There were a few chants of “Ali!” as the cars left, but most were quiet and reverent as the champ went by.
Seventeen cars make up the procession, including the hearse carrying Ali.
After the procession, which is expected to take about 90 minutes, Ali’s body will be buried in a private ceremony at Cave Hill Cemetery in Louisville.
In keeping with Islamic tradition, “Ali” will be the single word inscribed on the headstone for the boxing superstar, Gunnell said.
Former heavyweight champion Mike Tyson was added to serve as a pallbearer for Muhammad Ali.

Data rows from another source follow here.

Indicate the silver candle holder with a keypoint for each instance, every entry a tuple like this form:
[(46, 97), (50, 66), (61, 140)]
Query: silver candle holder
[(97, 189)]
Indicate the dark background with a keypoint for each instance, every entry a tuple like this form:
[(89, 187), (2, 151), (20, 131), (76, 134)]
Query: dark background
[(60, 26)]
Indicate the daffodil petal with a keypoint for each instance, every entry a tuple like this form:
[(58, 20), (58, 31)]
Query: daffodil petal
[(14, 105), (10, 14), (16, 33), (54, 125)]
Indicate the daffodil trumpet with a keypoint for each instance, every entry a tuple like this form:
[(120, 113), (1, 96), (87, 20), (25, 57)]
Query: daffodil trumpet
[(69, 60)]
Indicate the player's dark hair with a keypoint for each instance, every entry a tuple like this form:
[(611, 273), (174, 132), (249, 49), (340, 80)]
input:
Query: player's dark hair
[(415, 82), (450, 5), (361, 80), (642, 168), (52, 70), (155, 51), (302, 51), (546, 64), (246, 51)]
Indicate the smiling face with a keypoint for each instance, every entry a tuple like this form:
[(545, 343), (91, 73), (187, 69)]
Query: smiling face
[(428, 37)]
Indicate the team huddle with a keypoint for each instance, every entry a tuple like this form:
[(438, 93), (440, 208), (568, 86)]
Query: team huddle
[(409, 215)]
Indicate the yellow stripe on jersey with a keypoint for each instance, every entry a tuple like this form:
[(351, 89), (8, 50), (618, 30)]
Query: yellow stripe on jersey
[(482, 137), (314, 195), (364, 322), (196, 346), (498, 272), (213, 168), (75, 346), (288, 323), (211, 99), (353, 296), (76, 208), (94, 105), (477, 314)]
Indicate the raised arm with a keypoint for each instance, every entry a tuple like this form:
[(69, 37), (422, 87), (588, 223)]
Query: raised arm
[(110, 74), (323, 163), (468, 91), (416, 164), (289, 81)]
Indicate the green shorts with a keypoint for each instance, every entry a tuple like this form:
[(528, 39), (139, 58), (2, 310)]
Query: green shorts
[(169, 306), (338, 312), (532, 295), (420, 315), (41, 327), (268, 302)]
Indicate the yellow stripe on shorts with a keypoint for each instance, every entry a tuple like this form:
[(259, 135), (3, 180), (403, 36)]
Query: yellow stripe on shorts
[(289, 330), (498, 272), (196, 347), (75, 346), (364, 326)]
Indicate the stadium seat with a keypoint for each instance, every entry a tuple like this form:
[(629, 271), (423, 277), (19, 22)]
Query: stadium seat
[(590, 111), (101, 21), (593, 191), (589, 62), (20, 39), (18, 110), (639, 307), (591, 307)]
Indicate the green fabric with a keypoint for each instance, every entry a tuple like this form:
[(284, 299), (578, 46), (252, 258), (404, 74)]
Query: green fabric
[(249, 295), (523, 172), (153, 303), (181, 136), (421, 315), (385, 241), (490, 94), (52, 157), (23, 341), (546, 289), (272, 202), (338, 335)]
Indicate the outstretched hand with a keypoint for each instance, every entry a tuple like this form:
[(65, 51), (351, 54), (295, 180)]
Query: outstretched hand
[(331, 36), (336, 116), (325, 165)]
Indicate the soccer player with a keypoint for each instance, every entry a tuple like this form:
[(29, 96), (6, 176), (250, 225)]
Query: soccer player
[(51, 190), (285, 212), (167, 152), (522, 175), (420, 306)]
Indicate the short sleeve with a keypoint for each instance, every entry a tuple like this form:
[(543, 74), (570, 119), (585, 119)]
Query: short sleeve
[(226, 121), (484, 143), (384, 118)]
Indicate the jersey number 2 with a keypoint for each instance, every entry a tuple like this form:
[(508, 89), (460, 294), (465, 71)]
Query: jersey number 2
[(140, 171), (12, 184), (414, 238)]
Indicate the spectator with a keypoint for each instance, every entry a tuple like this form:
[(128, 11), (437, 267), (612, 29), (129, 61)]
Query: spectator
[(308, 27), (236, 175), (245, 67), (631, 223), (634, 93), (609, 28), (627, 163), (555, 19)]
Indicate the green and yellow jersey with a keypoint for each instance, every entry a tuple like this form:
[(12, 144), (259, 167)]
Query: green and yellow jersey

He had to take a red-eye flight from Las Vegas to be in Louisville on Friday, according to Ali family spokesman Bob Gunnell.
Gunnell said Tyson wasn’t sure whether he would attend the service because of a prior commitment.
He said Tyson was highly emotional when he learned of Ali’s death and wasn’t sure whether he could handle the emotions of Ali’s memorial.
Other pallbearers include former heavyweight champion Lennox Lewis, actor Will Smith and members of Ali’s family.
Ali’s cherry-red casket, draped in an Islamic shroud, was loaded into a hearse and the pallbearers left the funeral home in a double file.
Ali’s nine children, his wife, two of his ex-wives and other family members joined the motorcade.
A public memorial service for Ali will be held at the KFC Yum! Center at 2 p.m. ET Friday.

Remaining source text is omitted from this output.